The use of flat tones also poses challenges in applied contexts when considering human factors related to auditory interfaces. For example, flat tones sound less pleasing than percussive tones, lowering the perceived value of products in which they are used [72]. Additionally, they are perceived as significantly more annoying than similar sequences of percussive tones [73]. These results help explain repeated previous findings that current alarms (based heavily on flat tones) are problematic for medical professionals [74] who hear hundreds of alarms throughout their workday [75]. Although the pleasantness of alarms may seem a secondary issue, it plays an important role in their use as users might disable unpleasant auditory alerts even if they are actually informative [76]—rendering them ineffective as a consequence of auditory aesthetics, rather than the appropriateness of their signals.
Problems with some current alarms are so widely recognized that those involved with their creation have issued formal apologies in the peer-reviewed literature [77]. Many of these alarms by definition require flat envelopes [40] forcing alarm designers into using sounds that are hard to learn [40,41] and not conducive to integration with visual information. In contrast, percussive sounds integrate more readily with visual information [66,68], are aesthetically preferable [72] and are perceived as significantly less annoying [73].

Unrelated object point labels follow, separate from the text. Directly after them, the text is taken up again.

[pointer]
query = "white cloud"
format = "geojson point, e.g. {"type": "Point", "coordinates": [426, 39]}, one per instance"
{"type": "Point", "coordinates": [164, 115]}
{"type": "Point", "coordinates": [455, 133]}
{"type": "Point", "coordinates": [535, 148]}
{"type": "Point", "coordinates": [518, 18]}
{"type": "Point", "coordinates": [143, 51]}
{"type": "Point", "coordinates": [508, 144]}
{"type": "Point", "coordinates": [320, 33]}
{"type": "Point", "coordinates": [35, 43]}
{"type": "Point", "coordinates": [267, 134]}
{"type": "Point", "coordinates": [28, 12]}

3.3. The Use of Percussive Tones in Multimodal Interfaces

Sounds with percussive envelopes integrate more strongly with visual information when assessing duration [68] and event unity [78], and are more easily associated with everyday objects [69]. Together, these findings hold important implications for the design of auditory alarms, which require users to learn and retain associations between sound sequences and commands. This is intriguing, given well-known problems with learning [40,41], retention [41,79], and confusion [41,80] of many current approaches. As the field evolves to more fully explore the possibilities of multimodal alarms for medical devices, we encourage exploration of envelope as a way to simultaneously increase audiovisual integration, lower annoyance, improve aesthetics, and offer better user experiences with human–computer interfaces.
Given the well-documented perceptual “gains” of stimulation in multiple modalities (Section 2) as well as the benefits of redundancy in important signals related to the critical issue of patient health, we see the pursuit of multimodal alarm systems as a potentially fruitful area for future research. Although these principles could be of use in any human–computer interface, they are of particular relevance for medical alarm design. Although Industry Canada values the medical device market at CAD $6.7 billion, and USD $336 billion annually [81], the design of auditory alarms in these devices is fraught. Yet, such devices’ instruments play an increasingly important role in patient care, with hundreds of alarms sounding per patient per day in busy hospitals [75].
To aid researchers interested in generating dynamically changing sounds, we have posted a free tool online allowing for the synthesis of percussive and flat tones of any duration and frequency useful in experimental contexts [82]. We have used this tool for several experiments in our lab as it offers a simple interface for precise stimulus generation. Although envelope is slowly gaining increased attention as a research topic for theoretical explorations [57,60,72,73,78], its applications in interface design have been relatively underexplored to date. As our interest in this property came directly from observing its surprising importance in audiovisual integration tasks [63,65,68,78], we are intrigued by its potential applications in improving multimodal interfaces in medical devices. Consequently, we are pleased to contribute to this special issue focused on raising awareness of this important topic.

Author Contributions

Conceptualization for manuscript provided by M.S. Writing for Section 2 primarily completed by S.S.; with other sections completed by M.S. Funding acquisition for project acquired by M.S.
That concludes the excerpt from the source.